To her credit, Leticia thought, Fanny did nothing more than blink twice before answering the girl.

“Of course, Miss Benson! How very astute of you—why, the countess and I were just saying the same thing.
If you girls would like to assemble in front of the house, we shall meet you there shortly.”

Leticia smiled serenely at her sister once Henrietta had bounded her way out the door. But Fanny’s brow remained raised to the ceiling.

“They are all very respectable girls,” she placated. “And I was indebted to their families for being such good friends in Bath. How could I not invite them up to Puffington Arms for a country respite?”

“I do not pretend to know your sophisticated ways, Letty,” Fanny replied, using the nickname she knew would raise Leticia’s hackles. “But I do know that those girls—and their chaperone—are only here to win the hand of an earl.”

“I know, Fanny.”

“But
you
are here to win the hand of the earl.”

Leticia just shrugged. “Well, that, and to see my sister and darling niece and nephew.”

“Oh heavens!” Fanny started fluttering again. “The children!

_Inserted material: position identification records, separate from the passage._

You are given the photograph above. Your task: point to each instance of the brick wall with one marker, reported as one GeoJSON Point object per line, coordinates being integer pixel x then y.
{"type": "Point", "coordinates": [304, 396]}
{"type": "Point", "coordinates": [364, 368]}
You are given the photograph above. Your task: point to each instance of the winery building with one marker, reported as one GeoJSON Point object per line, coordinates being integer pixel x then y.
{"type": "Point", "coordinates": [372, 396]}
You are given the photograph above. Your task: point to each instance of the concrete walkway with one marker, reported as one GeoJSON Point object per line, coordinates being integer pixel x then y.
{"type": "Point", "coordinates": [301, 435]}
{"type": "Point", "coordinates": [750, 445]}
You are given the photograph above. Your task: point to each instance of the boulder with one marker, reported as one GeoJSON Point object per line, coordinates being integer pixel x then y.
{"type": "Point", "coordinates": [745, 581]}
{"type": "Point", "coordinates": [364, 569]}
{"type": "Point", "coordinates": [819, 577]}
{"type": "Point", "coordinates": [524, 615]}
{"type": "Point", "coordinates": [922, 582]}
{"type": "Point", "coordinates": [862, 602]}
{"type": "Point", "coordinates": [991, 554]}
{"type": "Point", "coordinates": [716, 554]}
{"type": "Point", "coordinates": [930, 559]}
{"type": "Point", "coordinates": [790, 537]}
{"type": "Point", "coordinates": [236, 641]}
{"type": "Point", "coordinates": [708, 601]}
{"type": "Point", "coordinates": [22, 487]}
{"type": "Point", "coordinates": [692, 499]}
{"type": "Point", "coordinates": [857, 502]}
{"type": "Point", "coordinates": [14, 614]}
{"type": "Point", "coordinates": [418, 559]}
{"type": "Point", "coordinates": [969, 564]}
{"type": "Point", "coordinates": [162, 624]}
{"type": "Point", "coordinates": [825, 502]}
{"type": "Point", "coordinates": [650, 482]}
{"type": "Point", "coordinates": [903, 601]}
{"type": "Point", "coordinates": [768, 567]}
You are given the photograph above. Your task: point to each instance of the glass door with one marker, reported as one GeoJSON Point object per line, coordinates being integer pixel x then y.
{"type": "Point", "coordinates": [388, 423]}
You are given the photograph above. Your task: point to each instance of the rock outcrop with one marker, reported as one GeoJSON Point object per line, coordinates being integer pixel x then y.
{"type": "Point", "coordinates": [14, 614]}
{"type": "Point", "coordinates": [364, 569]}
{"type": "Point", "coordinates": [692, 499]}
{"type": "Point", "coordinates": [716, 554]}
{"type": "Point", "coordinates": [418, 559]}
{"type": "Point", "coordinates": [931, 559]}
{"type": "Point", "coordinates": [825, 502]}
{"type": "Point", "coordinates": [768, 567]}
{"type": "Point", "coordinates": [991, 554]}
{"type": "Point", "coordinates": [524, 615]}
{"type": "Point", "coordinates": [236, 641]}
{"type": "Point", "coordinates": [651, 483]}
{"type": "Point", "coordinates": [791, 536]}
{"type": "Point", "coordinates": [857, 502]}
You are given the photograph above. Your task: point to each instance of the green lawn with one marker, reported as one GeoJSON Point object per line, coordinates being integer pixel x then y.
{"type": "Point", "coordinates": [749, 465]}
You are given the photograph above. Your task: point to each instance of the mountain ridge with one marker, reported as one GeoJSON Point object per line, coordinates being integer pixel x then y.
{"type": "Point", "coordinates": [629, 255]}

That dratted governess took them for their walk, and now when the earl meets them they’ll be covered in dirt, I’m absolutely certain! I shall have to send someone out to fetch them.”

“Never mind that,” Leticia replied. “They’ll meet properly when the children are brought round before dinner. Having the earl meet them now would simply be a distraction.” And any distraction from herself simply would not do.